One more note: for the config I have sent, telegraf and influxdb are running in 2 docker containers on the same host, so no network issue for them.

Another comment: when I say that I started to get troubles with telegraf 1.2.1, I am not sure that this was not already 1.3, because I generate telegraf from sources.
Maybe this could be related to
#2251: InfluxDB output: use own client for improved through-put and less allocations.
?

I’m a little at a loss here.
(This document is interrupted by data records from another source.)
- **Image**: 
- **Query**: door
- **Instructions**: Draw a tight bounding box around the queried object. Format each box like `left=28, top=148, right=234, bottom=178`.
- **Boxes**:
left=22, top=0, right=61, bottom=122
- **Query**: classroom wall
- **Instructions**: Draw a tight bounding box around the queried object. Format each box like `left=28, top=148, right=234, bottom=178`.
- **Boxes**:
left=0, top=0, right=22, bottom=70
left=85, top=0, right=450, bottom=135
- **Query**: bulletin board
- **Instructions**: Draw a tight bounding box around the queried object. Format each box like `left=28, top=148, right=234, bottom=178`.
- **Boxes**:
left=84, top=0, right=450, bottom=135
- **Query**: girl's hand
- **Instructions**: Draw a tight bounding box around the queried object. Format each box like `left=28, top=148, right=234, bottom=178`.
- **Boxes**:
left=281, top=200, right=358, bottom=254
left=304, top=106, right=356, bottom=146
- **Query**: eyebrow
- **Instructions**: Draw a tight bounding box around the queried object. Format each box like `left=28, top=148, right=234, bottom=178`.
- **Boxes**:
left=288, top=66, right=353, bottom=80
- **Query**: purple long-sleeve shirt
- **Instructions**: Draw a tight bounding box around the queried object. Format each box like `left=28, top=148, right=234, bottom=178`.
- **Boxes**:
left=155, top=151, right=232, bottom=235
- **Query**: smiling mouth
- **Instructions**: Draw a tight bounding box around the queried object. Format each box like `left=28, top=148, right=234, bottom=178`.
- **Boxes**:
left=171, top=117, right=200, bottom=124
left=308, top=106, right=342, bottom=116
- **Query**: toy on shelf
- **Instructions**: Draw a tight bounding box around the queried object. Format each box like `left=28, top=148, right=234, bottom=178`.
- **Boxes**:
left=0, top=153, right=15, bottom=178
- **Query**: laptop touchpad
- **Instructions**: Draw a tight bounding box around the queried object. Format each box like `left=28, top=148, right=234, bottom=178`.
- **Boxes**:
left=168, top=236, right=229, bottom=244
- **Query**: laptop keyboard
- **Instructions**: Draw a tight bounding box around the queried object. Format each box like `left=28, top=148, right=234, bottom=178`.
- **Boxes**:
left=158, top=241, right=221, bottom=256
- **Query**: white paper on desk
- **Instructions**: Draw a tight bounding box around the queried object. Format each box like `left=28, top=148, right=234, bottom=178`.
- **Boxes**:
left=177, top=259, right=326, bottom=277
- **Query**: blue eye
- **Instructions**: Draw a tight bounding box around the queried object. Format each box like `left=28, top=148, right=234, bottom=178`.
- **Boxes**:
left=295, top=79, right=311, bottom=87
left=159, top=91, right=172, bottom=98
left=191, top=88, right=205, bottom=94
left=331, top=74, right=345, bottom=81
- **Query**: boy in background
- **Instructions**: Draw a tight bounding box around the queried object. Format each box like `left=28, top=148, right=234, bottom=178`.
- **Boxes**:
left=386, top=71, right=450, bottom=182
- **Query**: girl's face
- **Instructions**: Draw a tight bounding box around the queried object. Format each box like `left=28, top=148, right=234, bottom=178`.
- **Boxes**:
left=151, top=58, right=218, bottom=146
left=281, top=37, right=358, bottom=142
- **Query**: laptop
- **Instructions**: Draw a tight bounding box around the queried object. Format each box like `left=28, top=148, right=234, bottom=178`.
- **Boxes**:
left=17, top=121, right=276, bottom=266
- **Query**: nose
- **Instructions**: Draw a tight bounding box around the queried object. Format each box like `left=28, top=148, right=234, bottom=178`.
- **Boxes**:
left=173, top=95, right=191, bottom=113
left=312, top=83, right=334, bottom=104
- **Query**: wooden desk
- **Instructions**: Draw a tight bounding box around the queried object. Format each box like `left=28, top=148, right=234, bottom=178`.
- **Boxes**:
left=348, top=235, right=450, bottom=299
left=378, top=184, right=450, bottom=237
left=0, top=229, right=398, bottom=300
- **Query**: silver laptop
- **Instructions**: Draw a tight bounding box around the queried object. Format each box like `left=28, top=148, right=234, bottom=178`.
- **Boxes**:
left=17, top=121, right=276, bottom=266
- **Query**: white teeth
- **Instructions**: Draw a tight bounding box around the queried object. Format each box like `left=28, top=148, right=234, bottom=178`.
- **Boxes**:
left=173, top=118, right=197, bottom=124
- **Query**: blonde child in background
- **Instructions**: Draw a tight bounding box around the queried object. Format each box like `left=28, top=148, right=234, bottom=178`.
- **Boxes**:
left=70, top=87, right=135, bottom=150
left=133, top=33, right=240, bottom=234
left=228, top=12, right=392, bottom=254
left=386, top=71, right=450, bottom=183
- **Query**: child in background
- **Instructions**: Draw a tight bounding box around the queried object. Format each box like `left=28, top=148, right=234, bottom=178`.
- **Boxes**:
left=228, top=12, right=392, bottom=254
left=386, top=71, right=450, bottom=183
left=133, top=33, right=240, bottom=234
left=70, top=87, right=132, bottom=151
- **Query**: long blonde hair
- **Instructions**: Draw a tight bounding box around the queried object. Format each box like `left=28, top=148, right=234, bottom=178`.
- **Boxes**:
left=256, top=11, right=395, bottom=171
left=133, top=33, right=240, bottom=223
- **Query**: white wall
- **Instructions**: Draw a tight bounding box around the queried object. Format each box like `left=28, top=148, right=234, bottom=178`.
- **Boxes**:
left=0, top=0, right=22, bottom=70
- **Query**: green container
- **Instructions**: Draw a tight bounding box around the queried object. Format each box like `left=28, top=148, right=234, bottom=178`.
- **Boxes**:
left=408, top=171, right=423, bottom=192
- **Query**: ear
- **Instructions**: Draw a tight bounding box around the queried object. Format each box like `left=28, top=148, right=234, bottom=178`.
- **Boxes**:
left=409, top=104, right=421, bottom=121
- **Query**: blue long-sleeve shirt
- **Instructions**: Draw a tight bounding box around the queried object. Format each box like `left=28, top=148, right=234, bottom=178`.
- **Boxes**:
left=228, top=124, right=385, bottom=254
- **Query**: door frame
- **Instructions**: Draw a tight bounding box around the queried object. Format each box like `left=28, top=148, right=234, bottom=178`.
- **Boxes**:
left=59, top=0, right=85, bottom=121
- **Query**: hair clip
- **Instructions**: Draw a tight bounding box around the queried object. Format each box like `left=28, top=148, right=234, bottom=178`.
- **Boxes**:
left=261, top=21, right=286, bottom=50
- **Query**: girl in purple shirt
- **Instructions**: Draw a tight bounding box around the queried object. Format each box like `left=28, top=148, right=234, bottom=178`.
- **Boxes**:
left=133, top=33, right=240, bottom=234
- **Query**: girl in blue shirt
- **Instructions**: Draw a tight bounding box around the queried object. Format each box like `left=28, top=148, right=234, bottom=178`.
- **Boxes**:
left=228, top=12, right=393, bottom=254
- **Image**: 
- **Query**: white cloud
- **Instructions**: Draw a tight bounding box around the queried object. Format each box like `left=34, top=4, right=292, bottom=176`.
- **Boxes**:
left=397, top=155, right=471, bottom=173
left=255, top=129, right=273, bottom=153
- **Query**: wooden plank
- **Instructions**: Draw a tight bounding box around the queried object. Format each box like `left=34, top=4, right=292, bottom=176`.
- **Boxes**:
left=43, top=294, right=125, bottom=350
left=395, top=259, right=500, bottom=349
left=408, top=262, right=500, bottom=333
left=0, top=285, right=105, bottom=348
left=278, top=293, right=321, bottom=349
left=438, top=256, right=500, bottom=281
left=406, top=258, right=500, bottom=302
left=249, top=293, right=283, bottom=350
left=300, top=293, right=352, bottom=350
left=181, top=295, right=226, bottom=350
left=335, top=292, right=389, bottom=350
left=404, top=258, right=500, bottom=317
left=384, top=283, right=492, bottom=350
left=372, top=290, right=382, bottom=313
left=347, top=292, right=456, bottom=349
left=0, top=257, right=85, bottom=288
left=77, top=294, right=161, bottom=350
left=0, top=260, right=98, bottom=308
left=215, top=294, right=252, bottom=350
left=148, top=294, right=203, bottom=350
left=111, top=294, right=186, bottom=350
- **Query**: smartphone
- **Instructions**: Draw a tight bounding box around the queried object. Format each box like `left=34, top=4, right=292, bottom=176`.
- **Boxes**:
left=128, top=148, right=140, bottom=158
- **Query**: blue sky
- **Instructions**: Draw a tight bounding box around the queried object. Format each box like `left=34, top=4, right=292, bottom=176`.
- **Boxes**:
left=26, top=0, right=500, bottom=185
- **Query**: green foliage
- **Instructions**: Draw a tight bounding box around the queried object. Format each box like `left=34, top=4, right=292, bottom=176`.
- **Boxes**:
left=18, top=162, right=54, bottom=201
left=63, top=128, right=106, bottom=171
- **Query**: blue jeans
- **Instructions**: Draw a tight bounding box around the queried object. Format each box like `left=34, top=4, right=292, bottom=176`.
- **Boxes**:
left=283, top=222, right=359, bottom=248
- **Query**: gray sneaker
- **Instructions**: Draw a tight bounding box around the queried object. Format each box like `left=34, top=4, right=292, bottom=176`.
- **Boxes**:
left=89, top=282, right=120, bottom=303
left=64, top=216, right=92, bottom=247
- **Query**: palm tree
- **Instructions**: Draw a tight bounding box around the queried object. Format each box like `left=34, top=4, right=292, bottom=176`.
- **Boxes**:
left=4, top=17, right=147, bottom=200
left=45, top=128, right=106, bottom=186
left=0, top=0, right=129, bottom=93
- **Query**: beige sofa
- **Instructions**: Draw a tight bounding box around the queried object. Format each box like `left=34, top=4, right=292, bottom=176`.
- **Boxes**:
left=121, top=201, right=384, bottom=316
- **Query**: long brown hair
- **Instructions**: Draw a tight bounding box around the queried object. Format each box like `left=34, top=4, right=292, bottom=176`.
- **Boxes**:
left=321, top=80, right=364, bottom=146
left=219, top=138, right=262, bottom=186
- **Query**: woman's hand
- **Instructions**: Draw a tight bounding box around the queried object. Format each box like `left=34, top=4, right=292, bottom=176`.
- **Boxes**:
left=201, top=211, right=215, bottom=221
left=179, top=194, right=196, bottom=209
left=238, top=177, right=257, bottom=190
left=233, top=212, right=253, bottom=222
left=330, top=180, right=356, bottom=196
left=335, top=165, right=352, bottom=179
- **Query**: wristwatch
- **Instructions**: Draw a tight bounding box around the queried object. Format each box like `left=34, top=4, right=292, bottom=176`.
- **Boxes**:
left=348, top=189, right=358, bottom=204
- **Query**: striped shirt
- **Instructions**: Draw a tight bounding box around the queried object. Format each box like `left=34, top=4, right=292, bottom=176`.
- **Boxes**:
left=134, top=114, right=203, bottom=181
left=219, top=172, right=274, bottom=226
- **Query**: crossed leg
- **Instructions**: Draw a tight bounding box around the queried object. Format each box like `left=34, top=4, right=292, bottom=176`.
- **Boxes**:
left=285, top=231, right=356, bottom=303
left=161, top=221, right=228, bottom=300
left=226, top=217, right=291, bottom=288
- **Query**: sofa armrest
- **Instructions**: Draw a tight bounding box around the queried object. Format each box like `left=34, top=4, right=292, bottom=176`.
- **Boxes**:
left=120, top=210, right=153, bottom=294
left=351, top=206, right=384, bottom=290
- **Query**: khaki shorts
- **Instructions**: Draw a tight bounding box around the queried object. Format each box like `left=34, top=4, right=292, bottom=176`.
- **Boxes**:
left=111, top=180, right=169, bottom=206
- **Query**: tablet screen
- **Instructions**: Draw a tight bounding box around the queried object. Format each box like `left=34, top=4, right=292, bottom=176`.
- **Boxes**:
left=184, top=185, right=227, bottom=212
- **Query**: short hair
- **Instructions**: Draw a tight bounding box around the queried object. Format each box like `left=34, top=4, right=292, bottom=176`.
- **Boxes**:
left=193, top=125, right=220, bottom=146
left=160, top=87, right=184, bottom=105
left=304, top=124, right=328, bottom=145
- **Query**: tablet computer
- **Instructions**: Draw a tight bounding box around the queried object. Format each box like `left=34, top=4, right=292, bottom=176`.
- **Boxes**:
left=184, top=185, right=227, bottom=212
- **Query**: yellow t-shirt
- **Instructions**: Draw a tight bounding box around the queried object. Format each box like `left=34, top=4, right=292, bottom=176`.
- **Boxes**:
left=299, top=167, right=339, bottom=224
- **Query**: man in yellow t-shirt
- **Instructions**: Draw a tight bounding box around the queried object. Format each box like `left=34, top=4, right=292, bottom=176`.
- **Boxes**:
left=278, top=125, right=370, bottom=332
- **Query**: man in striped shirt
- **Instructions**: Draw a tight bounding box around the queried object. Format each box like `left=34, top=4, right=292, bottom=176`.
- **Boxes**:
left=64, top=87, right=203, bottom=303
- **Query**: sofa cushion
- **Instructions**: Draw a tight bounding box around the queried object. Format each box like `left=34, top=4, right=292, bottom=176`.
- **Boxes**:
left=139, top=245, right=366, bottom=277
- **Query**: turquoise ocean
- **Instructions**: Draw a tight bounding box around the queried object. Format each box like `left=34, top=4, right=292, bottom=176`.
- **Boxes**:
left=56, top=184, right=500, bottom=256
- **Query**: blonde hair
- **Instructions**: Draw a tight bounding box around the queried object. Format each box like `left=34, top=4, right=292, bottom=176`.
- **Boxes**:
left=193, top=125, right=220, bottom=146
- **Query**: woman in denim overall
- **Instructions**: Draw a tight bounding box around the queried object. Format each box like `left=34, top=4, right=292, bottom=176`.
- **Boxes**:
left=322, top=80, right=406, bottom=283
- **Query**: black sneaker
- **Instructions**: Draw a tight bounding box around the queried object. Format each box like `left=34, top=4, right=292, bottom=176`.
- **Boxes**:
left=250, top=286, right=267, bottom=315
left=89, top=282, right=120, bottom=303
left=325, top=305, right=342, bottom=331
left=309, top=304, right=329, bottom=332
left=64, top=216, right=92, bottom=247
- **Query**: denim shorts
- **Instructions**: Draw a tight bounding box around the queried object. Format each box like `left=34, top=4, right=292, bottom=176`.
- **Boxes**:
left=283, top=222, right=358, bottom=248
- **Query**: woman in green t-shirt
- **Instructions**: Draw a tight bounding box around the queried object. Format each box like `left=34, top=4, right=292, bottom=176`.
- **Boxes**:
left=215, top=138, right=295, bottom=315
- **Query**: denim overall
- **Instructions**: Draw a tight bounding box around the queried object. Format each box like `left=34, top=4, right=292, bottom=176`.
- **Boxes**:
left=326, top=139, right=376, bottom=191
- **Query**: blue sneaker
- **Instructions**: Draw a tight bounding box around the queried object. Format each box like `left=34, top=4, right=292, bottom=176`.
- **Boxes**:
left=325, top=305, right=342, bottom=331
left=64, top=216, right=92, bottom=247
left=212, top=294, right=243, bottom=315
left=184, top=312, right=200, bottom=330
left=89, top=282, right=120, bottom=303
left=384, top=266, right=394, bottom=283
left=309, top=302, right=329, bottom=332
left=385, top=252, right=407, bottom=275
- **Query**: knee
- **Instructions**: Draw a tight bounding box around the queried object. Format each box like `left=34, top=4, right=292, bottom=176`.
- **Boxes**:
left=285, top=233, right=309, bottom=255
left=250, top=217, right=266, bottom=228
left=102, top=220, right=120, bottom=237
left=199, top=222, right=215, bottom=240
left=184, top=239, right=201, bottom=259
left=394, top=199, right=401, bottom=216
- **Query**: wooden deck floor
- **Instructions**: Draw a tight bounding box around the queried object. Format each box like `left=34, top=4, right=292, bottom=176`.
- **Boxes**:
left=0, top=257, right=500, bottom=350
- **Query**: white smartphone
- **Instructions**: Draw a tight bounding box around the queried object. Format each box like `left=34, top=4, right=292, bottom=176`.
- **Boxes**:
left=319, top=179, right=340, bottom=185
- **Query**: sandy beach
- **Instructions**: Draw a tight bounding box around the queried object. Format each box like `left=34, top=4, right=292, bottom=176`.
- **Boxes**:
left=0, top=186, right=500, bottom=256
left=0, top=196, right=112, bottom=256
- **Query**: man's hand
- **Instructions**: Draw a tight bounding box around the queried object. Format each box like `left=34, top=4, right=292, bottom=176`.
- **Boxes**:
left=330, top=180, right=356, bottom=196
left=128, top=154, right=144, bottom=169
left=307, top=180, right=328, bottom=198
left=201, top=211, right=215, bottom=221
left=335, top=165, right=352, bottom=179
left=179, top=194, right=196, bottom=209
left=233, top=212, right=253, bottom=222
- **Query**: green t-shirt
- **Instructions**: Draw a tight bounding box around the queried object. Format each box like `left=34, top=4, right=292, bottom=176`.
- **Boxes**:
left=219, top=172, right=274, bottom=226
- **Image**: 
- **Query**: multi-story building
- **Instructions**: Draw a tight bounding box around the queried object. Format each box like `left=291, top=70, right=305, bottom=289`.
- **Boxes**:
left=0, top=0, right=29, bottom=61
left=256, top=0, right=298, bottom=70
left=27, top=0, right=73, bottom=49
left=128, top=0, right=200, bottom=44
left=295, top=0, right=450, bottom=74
Maybe @daniel has some ideas?

I don’t know of any reports like this, can you verify that the problem remains with the official 1.2.1 package?

I will try and keep you informed

I have downgraded telegraf to 1.2.1 and now everything is OK. No more bad measurement created.
Note that I have built telegraf from source, with “git checkout -q --detach 1.2.1” before make.

$ telegraf version
Telegraf v1.2.1 (git: HEAD 3b6ffb3)

1 Like

Do you want that I test again with the latest git repo?

Hello,

I have updated my telegraf release to stable 1.4.4.
I have used https://dl.influxdata.com/telegraf/releases/telegraf_1.4.4-1_amd64.deb
And I have exactly the same issue.
A lot of measurements have been created…
Here is an extract:

show measurements
name: measurements
name


-net-prerface=eth0
-prd1
-telegraf-prd1
0000000erface=eth0
0000000hema_table_size_data_length
0000000hema_table_size_index_length
0641740erface=eth0
0677680erface=eth0
1
1057846erface=eth0
1058698t=prod1.azuneed.com
1062954erface=eth0
1181000erface=eth0
13857.9erface=eth0
1510633erface=eth0
1510671erface=eth0
4008000erface=eth0
4360000erface=eth0
5106416erface=eth0

Nobody has got this issue?

influxdb is stable 1.3.5

Thanks for your help!

Can you open a github issue for this on the Telegraf github? Can you also mention in the issue how long it takes when you start with an empty database for these corrupt measurements to appear.

I will submit an issue.
I could investigate more, and I have identified that the problem is related to nginx.
I access influxdb through a nginx reverse proxy.
Each time that a measurement is created with bad data, I have a 400 error code for the request in nginx log.
I will try to investigate more why nginx is returning 400 code.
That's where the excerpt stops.